One of the things that stood out most for me about Mark was that he always asked questions, I swear his favourite phrase was ‘so what?’. He challenged me every day, to the point where I would go home feeling pretty pissed off at him, shouting profanities about him in the car. But I always knew that every comment, every piece of praise and every criticism was carefully selected to make me better. To help me improve. He would ask me to use geeky technology to create something that had never been done, to challenge me, to see what we could do and what we could produce to help clients. (He would’ve had a field day laughing at me today struggling to create an RSS feed from a Twitter search so that I could collate every condolence.)
A few things have have stood out today; 1) Mark touched so many lives, more than anyone could ever have thought (and he should’ve done a lot more name-dropping), and 2) there is still too much stigma that surrounds depression and mental health.
Depression is a crippling illness. It isn’t the same as a broken leg, or a heart problem. The brain is what controls our everything and lets us see what we see. If the brain is suffering then everything is suffering. Mark was a very private man, he was by no means anti-social, but as Paul Staines so elegantly put it, ‘he never seemed to empty his glass’. He’d ask you questions for hours and listen intently, taking every single detail in, but would brush off any question directed at him. I had at most two moments with Mark where he gave away personal details. Two. In eighteen months.
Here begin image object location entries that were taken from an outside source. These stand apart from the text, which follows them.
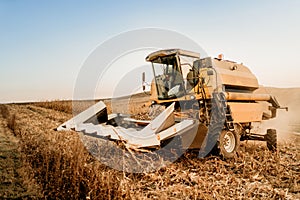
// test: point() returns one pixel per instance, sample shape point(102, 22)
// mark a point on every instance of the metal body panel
point(83, 116)
point(245, 112)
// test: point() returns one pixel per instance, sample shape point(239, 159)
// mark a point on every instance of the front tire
point(271, 139)
point(228, 144)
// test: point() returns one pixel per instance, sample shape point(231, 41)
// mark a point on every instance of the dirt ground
point(255, 174)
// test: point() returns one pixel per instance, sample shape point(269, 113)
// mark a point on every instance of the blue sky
point(43, 44)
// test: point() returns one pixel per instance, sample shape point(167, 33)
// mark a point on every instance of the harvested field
point(59, 166)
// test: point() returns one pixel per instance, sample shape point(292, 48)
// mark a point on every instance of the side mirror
point(143, 80)
point(210, 72)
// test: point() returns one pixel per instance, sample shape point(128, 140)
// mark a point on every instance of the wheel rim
point(229, 141)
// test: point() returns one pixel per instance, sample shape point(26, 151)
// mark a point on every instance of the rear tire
point(228, 144)
point(271, 139)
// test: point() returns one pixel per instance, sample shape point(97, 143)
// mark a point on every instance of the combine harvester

But I always thought that he was just trying to remain incredibly professional. We need to continue to talk about depression and mental illness, campaigns such as the WhatStigma campaign are great, especially if they make people talk about this illness more openly (you can find more information about the Time to Change campaign here).
In a lot of ways, I think that Mark has finally found relief from his pain and suffering. Anyone that knows Mark will know that he didn’t really suffer from mood spikes, he was always very controlled and very precise. On a level, constantly. Which, I suppose, is why his death has come as such a surprise to everyone.
One of the positives about today has been the huge reaction, which was so tremendous that Mark’s name trended for almost all of yesterday, something that (as Derek pointed out) he would’ve given his wry smile at and probably made him said ‘Haaannssson’ (anyone that’s met Mark will know what I mean).
So as Mark would say, ‘let’s cut the bullshit’.
You leave hundreds of devastated people behind, but I hope you’ve found peace mate.
I wish Clare, Mark’s family and anyone who came into contact with Mark my sincerest condolences. Mark was an incredible gentleman, an inspiration and a mentor and he will forever be sorely missed.